Yes, hit those streets, shoot away, and keep on shooting. Your image will be very valuable socio-historical records, in the not-too-distant future, when it all changes and what you have recorded on film or pixels becomes past.
Another important aspect of recording and showing your images from the streets, is the photos can be a useful tool to promote social changes and improvements in conditions and facilities. As we know, there is more than enough money in Indonesia to do many more things than are now being done. Sadly, the money is being mismanaged, and there doesn't seem to be the will, either politically or publicly, to change things.
Sodark1828 (#3), what you say about Ahok is so spot-on,I agree with everything you wrote. Sad that he is now in prison, such a great talent and poltiical force languishing behind bars and wasted. Even sadder that Jokowi did so little if anything to try to diffuse the situation, obviously from his usual fear of offending anyone. Leadership was sadly lacking in this situation. Let us hope and pray that Ahok will be released soon. Indonesia needs people like him to move it forward.
I went to Palmera many years ago and also shot many memorable images there, on slide film. Used a Leica M2 and sneaked around taking grab shots of people living their everyday lives. I see the same scenes even now, in Surabaya, along the rail lines between Gubeng station and Kota in the city center or to Sidotopo where the old (Dutch colonial era) locomotive works are still in use. In some places along the tracks, when the trains come along (fortunately they don't travel at fast speeds), there is less than one meter of free space between train and houses.
All this will disappear eventually. Most Surabayans won't miss it, if indeed they even know it exists.
I'm now in Sarawak, shooting with my Nikon D700 kit and a 1966 Rolleicord Vb I bought recently, with B&W film and a 16 exposure kit. Ten, twenty, thirty years ago it would have been a Nikkormat 35mm kit and a Rolleiflex. Times pass, things (and photo gear) change. The 'cord kit is getting heavier to carry around.
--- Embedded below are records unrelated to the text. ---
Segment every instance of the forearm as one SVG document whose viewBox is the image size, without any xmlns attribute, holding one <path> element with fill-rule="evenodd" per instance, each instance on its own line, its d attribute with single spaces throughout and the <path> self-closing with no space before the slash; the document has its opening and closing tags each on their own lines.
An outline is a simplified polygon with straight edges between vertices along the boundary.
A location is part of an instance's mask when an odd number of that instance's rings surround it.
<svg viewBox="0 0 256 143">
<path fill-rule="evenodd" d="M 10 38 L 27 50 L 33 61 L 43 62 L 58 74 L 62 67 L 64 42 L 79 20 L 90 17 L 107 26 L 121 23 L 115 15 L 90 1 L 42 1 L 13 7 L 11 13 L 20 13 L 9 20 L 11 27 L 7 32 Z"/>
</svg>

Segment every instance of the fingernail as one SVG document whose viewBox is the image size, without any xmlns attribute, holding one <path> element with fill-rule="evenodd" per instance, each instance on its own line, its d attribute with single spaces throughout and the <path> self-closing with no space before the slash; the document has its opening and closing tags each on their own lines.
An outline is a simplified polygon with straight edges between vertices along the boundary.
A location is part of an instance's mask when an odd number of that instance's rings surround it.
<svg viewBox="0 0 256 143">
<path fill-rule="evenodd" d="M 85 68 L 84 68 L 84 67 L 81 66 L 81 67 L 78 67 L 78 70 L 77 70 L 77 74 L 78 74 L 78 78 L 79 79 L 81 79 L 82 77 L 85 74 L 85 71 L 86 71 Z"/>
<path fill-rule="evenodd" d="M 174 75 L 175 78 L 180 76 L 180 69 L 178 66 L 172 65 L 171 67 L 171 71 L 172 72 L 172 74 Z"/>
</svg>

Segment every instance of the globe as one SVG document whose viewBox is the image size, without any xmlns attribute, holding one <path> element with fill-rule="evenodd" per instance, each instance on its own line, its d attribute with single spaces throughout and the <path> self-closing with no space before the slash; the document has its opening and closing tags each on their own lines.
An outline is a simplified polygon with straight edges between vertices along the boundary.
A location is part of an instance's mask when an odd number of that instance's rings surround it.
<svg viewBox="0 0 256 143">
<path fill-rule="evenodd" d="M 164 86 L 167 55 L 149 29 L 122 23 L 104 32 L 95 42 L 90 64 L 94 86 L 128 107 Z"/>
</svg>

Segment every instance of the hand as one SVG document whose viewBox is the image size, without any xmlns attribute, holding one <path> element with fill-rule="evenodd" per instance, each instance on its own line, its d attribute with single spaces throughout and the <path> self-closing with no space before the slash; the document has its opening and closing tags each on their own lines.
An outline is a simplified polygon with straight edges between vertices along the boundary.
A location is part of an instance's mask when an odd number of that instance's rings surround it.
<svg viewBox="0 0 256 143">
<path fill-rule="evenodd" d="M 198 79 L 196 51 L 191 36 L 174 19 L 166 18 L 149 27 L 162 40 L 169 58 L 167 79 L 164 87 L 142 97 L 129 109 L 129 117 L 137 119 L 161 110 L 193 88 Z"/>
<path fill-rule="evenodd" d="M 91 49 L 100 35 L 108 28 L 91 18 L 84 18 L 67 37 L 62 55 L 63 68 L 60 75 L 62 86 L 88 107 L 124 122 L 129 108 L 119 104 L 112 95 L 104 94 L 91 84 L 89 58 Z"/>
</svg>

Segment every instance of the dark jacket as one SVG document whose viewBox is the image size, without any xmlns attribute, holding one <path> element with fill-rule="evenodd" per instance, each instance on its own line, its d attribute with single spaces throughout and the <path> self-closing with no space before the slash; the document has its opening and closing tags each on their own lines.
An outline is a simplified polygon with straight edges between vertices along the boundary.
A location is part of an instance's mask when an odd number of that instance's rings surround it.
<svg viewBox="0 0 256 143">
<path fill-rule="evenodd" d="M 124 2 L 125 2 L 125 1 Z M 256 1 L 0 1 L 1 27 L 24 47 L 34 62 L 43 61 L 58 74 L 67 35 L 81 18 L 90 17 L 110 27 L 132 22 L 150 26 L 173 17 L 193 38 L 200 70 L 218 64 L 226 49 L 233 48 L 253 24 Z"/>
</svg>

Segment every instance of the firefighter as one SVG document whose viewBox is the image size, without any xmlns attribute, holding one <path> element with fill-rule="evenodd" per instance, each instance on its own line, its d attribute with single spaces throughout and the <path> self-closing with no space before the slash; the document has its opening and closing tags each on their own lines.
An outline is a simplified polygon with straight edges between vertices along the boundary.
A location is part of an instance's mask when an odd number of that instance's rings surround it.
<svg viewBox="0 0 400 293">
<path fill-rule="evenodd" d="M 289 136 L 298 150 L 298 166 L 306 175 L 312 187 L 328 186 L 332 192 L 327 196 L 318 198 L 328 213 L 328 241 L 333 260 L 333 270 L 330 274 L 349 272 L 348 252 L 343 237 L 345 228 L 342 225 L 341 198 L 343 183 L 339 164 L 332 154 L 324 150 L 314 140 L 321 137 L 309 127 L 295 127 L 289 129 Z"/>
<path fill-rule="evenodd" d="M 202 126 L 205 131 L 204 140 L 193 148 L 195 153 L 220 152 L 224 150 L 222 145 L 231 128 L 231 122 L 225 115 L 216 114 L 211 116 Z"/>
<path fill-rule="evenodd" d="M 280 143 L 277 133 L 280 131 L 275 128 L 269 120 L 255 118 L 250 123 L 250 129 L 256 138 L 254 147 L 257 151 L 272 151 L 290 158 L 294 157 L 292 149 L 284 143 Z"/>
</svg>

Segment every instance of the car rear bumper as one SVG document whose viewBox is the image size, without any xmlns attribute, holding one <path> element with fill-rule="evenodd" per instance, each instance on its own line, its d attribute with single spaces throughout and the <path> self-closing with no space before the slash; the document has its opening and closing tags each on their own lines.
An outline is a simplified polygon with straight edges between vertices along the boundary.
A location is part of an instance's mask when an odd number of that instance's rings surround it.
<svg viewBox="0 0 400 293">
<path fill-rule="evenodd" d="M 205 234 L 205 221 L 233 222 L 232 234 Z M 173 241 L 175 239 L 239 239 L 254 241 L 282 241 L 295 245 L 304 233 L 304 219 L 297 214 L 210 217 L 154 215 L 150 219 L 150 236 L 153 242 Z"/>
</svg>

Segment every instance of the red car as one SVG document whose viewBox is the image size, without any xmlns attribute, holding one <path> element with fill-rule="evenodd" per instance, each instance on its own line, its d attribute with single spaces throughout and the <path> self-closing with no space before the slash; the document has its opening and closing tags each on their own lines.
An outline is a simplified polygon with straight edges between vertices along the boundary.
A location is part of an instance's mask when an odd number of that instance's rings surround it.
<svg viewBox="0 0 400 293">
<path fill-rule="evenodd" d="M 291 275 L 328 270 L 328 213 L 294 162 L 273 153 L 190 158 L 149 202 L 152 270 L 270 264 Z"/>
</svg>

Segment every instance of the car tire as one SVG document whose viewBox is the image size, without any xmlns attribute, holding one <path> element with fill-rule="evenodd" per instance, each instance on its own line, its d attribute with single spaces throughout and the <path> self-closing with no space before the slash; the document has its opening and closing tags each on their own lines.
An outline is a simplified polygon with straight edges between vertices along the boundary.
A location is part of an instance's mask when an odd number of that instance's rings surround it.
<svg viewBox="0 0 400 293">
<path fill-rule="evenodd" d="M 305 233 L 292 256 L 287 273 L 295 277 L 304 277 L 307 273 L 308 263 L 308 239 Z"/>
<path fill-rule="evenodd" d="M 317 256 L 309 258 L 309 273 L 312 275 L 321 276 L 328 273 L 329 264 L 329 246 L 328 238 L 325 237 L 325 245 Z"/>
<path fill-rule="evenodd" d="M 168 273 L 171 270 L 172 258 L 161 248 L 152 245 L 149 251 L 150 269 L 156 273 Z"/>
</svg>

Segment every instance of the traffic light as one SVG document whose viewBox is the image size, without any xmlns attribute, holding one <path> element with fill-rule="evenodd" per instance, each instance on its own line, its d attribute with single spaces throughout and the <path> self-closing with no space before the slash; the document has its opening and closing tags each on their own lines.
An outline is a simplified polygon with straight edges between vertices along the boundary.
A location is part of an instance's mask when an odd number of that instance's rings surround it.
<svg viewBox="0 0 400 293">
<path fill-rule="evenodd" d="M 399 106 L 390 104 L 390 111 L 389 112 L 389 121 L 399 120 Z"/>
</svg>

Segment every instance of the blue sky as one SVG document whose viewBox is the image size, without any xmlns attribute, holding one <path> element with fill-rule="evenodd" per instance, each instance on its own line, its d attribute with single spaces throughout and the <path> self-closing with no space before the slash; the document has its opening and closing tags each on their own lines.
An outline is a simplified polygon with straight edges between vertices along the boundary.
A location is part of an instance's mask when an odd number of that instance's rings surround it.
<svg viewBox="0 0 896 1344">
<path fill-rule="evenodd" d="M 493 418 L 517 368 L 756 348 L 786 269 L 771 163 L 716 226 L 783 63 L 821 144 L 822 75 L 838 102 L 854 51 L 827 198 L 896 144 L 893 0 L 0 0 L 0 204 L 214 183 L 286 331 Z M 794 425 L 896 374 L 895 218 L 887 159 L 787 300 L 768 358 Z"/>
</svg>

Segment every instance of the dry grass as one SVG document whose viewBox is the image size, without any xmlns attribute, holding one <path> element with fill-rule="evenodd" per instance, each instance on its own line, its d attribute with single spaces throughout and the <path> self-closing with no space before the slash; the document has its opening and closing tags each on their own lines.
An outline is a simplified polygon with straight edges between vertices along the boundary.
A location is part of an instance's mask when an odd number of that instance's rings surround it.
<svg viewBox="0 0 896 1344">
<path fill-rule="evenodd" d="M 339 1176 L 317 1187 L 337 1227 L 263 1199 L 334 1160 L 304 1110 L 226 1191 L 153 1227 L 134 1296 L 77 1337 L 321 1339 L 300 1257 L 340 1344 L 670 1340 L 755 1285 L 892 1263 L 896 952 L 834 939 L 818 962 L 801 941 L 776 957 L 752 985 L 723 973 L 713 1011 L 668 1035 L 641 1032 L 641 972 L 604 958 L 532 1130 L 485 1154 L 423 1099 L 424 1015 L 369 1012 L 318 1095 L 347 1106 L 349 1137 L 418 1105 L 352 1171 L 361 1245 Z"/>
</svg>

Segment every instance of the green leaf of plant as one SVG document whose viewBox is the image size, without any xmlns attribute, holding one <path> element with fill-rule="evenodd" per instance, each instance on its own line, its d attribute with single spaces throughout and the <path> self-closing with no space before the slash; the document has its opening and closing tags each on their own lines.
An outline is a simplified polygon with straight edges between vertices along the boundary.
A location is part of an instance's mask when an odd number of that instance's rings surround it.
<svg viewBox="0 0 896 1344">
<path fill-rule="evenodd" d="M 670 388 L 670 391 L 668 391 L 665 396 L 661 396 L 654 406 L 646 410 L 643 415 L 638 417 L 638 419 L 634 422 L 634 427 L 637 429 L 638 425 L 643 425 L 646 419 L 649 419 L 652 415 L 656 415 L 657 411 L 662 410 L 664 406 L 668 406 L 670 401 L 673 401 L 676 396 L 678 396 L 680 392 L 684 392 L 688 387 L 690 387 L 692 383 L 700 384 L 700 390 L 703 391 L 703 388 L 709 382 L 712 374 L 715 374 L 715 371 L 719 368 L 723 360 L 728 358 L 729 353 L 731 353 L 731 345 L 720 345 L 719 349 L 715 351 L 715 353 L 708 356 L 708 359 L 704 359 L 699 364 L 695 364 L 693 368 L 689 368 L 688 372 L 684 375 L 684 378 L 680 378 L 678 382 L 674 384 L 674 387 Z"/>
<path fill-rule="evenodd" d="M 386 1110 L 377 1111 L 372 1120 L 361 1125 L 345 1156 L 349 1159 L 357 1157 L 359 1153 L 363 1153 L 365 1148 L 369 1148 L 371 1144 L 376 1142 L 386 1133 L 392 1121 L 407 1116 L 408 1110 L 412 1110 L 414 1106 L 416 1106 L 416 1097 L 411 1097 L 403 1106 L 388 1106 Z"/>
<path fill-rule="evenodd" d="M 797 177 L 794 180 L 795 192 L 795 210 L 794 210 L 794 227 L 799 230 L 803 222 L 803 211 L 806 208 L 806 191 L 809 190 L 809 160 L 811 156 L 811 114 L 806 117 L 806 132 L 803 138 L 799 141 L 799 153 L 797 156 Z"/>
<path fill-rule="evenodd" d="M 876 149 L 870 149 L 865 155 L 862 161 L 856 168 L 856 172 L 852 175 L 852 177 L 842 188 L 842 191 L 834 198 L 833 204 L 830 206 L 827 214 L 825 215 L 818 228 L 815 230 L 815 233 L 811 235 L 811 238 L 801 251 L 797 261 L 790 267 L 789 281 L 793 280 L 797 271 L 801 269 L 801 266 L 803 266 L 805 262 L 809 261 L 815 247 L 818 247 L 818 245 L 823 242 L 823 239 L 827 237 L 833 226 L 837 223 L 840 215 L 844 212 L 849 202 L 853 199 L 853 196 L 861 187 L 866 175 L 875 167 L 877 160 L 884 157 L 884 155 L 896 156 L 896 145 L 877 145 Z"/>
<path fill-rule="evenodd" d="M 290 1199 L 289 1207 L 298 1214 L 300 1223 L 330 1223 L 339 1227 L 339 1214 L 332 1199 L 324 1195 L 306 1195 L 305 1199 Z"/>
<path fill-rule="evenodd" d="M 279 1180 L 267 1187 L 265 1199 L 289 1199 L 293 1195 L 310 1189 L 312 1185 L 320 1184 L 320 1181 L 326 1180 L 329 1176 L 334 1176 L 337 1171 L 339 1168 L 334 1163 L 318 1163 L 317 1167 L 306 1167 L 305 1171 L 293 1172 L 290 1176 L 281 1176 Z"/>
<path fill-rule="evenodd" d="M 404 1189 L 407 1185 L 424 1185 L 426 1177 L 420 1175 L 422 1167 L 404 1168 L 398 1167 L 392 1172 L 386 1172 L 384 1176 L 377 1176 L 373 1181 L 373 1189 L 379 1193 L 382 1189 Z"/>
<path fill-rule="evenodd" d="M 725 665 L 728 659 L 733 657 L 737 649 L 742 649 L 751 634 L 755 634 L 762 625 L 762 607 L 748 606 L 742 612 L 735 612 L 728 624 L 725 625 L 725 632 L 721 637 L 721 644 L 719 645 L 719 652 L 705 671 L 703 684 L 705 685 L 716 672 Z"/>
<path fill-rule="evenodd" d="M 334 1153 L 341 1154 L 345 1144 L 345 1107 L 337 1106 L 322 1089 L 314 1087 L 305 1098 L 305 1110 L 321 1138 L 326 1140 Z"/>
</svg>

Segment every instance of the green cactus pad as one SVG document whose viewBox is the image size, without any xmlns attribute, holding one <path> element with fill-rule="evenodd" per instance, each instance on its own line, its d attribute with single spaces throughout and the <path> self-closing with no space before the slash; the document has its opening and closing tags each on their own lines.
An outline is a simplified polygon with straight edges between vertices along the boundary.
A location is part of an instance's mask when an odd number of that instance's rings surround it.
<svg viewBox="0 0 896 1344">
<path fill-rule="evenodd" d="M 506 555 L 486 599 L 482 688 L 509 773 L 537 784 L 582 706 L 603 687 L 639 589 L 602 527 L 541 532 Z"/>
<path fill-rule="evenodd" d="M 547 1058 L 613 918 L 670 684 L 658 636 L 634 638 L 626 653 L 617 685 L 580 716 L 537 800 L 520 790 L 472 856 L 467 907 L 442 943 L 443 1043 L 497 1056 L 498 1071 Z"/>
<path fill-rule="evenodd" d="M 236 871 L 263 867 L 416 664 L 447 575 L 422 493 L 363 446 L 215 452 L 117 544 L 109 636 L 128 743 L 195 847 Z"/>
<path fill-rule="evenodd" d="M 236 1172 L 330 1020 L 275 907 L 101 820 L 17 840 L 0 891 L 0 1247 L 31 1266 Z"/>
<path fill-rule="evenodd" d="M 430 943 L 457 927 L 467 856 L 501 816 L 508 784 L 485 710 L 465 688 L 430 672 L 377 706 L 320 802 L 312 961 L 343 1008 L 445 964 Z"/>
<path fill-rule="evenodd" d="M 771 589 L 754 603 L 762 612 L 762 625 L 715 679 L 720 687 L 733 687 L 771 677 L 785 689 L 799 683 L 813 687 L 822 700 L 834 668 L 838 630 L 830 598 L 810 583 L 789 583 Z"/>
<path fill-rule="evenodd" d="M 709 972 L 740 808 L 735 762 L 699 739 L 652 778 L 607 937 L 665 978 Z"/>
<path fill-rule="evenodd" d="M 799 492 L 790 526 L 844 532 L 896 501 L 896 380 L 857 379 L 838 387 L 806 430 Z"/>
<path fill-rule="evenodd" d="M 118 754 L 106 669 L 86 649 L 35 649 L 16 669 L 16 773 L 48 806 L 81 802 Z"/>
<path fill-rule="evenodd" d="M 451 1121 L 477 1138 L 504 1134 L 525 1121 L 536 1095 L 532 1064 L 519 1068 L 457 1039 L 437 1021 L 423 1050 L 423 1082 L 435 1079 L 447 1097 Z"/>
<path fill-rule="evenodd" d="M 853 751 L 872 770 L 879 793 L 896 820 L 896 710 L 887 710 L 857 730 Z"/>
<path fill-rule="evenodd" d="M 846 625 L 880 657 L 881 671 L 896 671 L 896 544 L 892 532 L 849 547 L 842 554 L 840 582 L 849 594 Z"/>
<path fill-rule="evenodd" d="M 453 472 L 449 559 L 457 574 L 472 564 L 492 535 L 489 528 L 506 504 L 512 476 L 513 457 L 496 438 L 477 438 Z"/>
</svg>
I had six rolls of film processed in a small Chinese studio here last week, and was amazed at the beautiful negatives I got back, even if the studio owner did them in print developer. The negs look good. I hope they print or scan as nicely.
Everyone uses phones now as cameras. Mirrorless compacts also. Not many DSLRs. I almost never see anyone with a film camera out of Singapore or KL, maybe as film is impossible to get locally and it costs too much per image to be economically viable. People tend to stare at me when I use the Rolleicord, but as I use the waist level finder and I don't lift the camera to my eyes to shoot with as I do the Nikon, they quickly lose interest and go about their business. I get better shots then.
I may return to Surabaya in November or December. There are many nice places in East Java I want to revisit, not having seen them since the 1980s. Malang was then a quite compact, quiet, cool and relaxing place. Now it's fast becoming another Indonesian city, tho' by no means as crowded, congested and polluted as is my usual hangout, Surabaya. Life in Malang doesn't take place so much in shopping malls as it does in 'boyo, but then it's cooler in Malang, and locals can hang out in the great outdoors without being cooked by the sun and the heat. Good photo ops abound in either city. Oddly, in Surabaya, I rarely see anyone shooting scenes they can't do without getting out of their massive air-conditioned SUVs. There are more photographers out and about in Malang, but again they don't seem keen to go beyond the pretty-postcard-picture places. The best shots in either city take a bit of walking to find and get to.
The Shoot Jakarta Project is interesting. I for one will look forward to seeing some images posted. Will you be doing a web site for it in the near future? It's the sort of photography more shooters should be out doing, before the city changes and many of the areas in the city center disappear forever.
I'll most definitely be watching this thread, and looking for more images. Keep up the shooting.